In a certain sense, then, some of the critique of correlationalism is already existent prior to Meillassoux's coinage. Thus, for example, Heidegger anticipates at least some of the aspects of the anti-correlationalist critique in §43 of Being and Time:

In so far as Reality has the character of something independent and "in itself," the question of the meaning of “Reality” becomes linked with that of whether the Real can be independent ‘of consciousness’ or whether there can be a transcendence of consciousness into the ‘sphere’ of the Real. The possibility of an adequate ontological analysis of Reality depends upon how far that of which the Real is to be thus independent—how far that which is to be transcended—has itself been clarified with regard to its Being. Only thus can even the kind of Being which belongs to transcendence be ontologically grasped. And finally we must make sure what kind of primary access we have to the Real, by deciding the question of whether knowing can take over this function at all.

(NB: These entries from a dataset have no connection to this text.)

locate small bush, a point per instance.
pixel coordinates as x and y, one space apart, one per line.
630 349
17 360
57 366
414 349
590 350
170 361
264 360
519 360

These investigations, which take precedence over any possible ontological question about Reality, have been carried out in the foregoing existential analytic.

And again:

As we have noted, Being (not entities) is dependent upon the understanding of Being; that is to say, Reality (not the Real) is dependent upon care. By this dependency our further analytic of Dasein is held secure in the face of an uncritical Interpretation which nevertheless keeps urging itself upon us—an Interpretation in which the idea of Reality is taken as the clue to Dasein. Only if we take our orientation from existentiality as Interpreted in an ontologically positive manner, can we have any guarantee that in the factical course of the analysis of ‘consciousness’ or of ‘life’, some sense of “Reality” does not get made basic, even if it is one which has not been further differentiated.

Meillassoux's unique contribution, then, perhaps is less in the term correlationalism as in bringing out a term which unites a host of critiques against a wide range of philosophers.